I took my kid to the dentist Friday (you'll remember my kid has the Born-Again Christian Dentist who we love to pieces and who we have bonded so totally with and who doesn't know that we're, like, utter evil humanist socialist scum yet) and the hygenist is delighted to see the kid again and the kid is rattling on at her, telling her about everything she's been doing and everything she's been reading, a reading list sixty books long, and I'm biting my lip hoping nothing appalling will come out, trying to remember just what the kid has been reading lately, and the hygenist recommends a book her son has just read, Where the Red Fern Grows, saying the kid will like it if she likes books about dogs (the kid has been talking about Cynthia Voigt's new book, Angus and I forget what) which leads the kid to look over at me and ask can she read that one?
"Oh," says the hygenist respectfully. "Do you look through her books?"

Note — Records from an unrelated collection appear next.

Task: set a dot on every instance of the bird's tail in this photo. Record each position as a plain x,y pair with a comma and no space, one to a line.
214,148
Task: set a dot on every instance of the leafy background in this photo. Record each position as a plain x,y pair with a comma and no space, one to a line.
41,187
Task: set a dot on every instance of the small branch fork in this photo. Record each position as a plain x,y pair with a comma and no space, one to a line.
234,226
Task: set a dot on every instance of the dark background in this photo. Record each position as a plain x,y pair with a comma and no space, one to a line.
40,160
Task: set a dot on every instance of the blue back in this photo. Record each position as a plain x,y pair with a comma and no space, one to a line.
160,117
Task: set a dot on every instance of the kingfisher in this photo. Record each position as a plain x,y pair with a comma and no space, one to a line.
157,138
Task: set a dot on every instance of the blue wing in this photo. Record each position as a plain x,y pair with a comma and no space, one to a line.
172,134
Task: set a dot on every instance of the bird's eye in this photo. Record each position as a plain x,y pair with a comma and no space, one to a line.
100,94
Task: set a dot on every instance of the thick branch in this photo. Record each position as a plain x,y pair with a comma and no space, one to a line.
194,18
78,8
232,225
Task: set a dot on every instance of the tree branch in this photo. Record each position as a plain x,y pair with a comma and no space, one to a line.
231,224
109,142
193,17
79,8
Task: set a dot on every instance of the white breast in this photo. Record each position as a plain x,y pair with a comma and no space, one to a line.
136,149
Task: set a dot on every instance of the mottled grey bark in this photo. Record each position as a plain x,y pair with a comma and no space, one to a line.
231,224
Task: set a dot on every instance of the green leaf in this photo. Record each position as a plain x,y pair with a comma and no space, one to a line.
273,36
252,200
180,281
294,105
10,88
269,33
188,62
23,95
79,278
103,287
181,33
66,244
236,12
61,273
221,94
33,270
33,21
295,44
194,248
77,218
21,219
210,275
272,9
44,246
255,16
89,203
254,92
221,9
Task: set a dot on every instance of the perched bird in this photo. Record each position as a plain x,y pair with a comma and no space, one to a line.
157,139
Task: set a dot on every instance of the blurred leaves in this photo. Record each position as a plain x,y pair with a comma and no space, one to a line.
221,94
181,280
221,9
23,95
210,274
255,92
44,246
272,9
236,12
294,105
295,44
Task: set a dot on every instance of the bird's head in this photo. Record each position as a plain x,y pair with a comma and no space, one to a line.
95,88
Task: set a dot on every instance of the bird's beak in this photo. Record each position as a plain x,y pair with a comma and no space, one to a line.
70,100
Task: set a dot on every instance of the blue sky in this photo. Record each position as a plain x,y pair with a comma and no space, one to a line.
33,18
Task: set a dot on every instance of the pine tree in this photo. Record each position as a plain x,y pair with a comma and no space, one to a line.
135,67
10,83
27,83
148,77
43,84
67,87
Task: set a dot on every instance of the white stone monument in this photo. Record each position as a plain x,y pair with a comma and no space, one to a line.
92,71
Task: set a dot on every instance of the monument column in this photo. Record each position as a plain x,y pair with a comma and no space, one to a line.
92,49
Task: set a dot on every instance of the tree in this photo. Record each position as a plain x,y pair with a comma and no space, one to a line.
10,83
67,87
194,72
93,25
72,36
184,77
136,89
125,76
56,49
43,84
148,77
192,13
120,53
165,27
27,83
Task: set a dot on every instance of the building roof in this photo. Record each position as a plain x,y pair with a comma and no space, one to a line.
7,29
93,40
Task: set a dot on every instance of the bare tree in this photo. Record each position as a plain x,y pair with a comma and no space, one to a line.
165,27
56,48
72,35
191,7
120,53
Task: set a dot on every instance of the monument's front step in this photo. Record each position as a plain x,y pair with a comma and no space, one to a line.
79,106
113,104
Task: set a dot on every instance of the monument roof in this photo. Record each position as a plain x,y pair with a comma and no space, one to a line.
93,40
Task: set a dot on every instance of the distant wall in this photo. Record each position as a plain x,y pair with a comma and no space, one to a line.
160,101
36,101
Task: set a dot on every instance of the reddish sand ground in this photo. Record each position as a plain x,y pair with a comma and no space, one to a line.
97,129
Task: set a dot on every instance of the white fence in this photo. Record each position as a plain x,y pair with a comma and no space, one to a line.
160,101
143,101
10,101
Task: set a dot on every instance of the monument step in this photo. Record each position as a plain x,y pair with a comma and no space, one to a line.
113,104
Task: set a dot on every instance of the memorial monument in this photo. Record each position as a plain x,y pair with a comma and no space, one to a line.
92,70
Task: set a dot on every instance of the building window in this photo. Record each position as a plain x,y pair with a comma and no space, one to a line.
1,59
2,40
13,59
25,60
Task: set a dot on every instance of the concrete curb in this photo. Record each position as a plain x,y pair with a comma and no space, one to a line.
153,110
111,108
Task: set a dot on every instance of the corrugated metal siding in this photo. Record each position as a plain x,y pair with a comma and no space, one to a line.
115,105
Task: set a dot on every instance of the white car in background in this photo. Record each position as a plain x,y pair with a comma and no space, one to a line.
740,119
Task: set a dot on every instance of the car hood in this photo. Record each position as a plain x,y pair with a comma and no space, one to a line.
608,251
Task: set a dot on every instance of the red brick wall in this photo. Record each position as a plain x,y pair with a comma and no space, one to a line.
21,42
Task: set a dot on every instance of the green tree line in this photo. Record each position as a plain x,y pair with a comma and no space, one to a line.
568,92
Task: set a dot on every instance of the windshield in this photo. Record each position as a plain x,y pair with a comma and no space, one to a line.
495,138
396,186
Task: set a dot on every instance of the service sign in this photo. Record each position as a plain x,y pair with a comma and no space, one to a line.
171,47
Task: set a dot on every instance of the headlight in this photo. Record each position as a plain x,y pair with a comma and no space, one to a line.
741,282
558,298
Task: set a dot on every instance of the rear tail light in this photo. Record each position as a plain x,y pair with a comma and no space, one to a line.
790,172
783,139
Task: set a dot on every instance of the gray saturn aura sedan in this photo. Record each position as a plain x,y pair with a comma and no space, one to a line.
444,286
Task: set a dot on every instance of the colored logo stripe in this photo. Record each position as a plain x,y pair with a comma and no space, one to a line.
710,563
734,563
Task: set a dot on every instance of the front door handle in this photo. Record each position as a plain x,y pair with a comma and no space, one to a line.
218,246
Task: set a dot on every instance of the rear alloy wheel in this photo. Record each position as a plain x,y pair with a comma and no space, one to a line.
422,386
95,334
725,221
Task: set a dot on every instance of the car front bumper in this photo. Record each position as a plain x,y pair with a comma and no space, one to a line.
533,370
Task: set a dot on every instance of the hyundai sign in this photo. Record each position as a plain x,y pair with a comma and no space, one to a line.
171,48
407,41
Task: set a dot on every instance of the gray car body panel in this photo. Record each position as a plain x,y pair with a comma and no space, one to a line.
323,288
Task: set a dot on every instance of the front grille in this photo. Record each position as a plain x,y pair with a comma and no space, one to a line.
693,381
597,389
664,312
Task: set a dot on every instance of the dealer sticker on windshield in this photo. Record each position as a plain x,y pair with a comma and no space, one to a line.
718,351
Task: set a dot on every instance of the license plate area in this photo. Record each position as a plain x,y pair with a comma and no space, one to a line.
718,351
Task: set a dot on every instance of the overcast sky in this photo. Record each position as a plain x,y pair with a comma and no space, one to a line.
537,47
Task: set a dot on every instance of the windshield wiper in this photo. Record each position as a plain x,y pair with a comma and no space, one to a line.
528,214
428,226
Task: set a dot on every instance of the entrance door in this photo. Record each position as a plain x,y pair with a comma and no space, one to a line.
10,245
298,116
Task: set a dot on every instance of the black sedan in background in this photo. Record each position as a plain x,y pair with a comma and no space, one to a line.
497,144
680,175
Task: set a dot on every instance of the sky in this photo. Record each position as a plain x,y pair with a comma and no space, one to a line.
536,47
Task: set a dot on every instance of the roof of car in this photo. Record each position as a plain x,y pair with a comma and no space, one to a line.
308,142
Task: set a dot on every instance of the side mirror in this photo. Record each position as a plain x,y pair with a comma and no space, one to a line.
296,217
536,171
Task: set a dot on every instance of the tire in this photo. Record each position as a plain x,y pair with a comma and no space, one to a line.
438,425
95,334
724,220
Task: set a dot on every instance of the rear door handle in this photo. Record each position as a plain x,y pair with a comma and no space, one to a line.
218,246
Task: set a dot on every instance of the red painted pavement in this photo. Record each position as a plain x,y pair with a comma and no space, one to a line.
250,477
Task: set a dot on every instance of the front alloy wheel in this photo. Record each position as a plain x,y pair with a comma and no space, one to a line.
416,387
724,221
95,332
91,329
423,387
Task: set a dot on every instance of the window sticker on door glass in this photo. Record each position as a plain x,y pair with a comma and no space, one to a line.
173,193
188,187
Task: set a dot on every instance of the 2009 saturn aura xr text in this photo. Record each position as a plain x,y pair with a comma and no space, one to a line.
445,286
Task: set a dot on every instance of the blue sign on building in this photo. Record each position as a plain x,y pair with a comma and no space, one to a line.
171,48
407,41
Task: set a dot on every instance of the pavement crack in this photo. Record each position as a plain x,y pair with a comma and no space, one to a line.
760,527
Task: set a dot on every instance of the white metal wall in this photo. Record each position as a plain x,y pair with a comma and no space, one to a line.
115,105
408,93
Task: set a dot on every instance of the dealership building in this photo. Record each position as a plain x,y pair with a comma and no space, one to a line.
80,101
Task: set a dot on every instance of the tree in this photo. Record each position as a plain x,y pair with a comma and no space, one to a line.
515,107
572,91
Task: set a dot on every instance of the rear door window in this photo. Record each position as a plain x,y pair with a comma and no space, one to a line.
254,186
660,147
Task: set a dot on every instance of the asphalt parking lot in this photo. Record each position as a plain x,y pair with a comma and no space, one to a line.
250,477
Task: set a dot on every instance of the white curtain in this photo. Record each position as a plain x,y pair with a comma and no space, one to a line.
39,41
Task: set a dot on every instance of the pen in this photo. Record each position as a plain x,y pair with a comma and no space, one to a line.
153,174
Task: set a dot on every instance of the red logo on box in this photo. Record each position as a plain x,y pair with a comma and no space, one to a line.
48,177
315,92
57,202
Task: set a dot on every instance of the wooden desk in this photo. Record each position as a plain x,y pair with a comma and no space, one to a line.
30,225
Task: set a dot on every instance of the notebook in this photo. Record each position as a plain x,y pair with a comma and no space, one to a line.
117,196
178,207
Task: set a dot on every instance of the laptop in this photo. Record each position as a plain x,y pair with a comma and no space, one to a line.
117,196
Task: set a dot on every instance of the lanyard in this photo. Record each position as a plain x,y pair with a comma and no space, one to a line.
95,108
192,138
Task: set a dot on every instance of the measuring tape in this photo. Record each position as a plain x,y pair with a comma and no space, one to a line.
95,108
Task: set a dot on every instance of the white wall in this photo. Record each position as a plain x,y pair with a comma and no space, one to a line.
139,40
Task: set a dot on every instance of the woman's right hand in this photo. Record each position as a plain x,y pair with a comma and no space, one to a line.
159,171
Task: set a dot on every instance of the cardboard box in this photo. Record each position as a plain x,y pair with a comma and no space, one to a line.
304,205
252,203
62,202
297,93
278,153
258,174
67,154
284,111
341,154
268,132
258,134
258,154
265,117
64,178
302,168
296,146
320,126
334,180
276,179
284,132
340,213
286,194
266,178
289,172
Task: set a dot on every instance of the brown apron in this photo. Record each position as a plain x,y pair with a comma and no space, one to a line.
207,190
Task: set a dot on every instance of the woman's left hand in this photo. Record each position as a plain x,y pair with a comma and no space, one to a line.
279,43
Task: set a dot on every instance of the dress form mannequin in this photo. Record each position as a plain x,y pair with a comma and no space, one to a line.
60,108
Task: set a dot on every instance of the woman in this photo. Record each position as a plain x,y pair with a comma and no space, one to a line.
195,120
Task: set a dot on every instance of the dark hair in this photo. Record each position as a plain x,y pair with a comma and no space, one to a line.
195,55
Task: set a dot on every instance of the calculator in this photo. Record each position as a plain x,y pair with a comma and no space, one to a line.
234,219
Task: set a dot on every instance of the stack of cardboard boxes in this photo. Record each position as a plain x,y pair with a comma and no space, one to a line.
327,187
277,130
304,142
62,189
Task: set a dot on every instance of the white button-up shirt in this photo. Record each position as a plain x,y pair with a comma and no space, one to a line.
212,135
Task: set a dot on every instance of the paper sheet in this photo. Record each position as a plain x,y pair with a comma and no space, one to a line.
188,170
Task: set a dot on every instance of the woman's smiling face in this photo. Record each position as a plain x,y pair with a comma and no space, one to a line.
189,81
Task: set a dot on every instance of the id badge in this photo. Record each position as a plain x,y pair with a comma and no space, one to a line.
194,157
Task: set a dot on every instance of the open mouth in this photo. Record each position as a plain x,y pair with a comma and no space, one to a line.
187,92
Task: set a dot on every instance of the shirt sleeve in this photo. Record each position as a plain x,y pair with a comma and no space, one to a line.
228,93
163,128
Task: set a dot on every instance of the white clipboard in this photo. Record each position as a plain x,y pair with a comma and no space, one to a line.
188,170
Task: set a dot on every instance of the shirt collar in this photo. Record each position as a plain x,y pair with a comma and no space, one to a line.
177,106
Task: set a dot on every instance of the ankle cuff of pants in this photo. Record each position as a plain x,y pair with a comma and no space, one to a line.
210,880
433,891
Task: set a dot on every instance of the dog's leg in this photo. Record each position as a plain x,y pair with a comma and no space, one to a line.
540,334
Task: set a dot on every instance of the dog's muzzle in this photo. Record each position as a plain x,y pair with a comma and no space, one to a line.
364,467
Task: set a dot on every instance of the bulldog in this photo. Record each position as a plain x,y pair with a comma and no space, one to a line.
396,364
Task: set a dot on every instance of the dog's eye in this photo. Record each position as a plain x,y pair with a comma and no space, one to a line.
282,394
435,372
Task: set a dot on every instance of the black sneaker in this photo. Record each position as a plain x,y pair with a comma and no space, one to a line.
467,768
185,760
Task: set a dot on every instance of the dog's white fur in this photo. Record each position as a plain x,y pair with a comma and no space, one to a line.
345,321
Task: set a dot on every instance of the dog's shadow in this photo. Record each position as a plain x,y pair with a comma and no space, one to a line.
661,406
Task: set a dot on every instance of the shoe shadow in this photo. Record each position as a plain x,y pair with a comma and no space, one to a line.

Meaning, do I make certain her books are "acceptable" before I let her read them.
I smile. "No," I explain, "she means does it end well. She can't take books about dogs where the dogs die. No, we let her read what she wants to read."
Which we always pretty much have. This was always my mother's policy, and it is mine, too: if the kid wants to read it, she can read it. This led to her struggling through about 30 pages of The Six Wives of King Henry the VIII last year before she surrendered, annoyed; and it leads to her sitting behind me in the white chair demanding, every 2.5 minutes, that I define words for her -- "What does turbulent mean?" "What is a cracked voice?" "What does it mean when it says he's sinus? Sinimumus? Sin-u-ous?" -- until I threaten to wallop her if she doesn't start using her dictionary. "Why do you think we bought that dictionary? For our HEALTH?"
"It takes to lo-o-ong to look things up in the dictionary!" she complains.
Worse than that, though, Flea, here, warns me of the potential hazards of my the Kid Reads All plan:
http://buggydoo.blogspot.com/2007/04/i-have-many-firm-parenting-theories-i.html
which I will admit I had already run into, in a less amusing way, when the kid found me reading Y: The Last Man a few months ago and wanted to read them too. I said she wouldn't like them. She thought she would -- graphic novels! A monkey! Scary! I countered. Violence! Remember how shook up you got by Dr. Who? This is worse!
But she wanted to try. So I gave her one. I had been so distracted by the violence I forgot about the sex -- sex jokes, lesbian sex, sexual references, all of them obtuse, so that they have to be explained to your eight-year-old. Luckily she's totally appalled by sex (S-E-X, as she says it) so mostly I could just say, "That's a joke about S-E-X," and she would go away.
But reading Flea's entry has reminded me that I better go do something about the more, ah, appalling volumes of my gay SF collection. Move it to a higher shelf, maybe?
Though that never worked with me.
7 hours ago
1 comment:
Tell her they're your VERY favorite books and you really really want her to read them!
(Hey, it worked for me. My Mom had a shelf full of Bobbsey Twin and Nancy Drew books in my room from the moment I was born probably, and I maybe read two of them.)
No, really, I have no advice. Raising kids seems almost impossibly complex!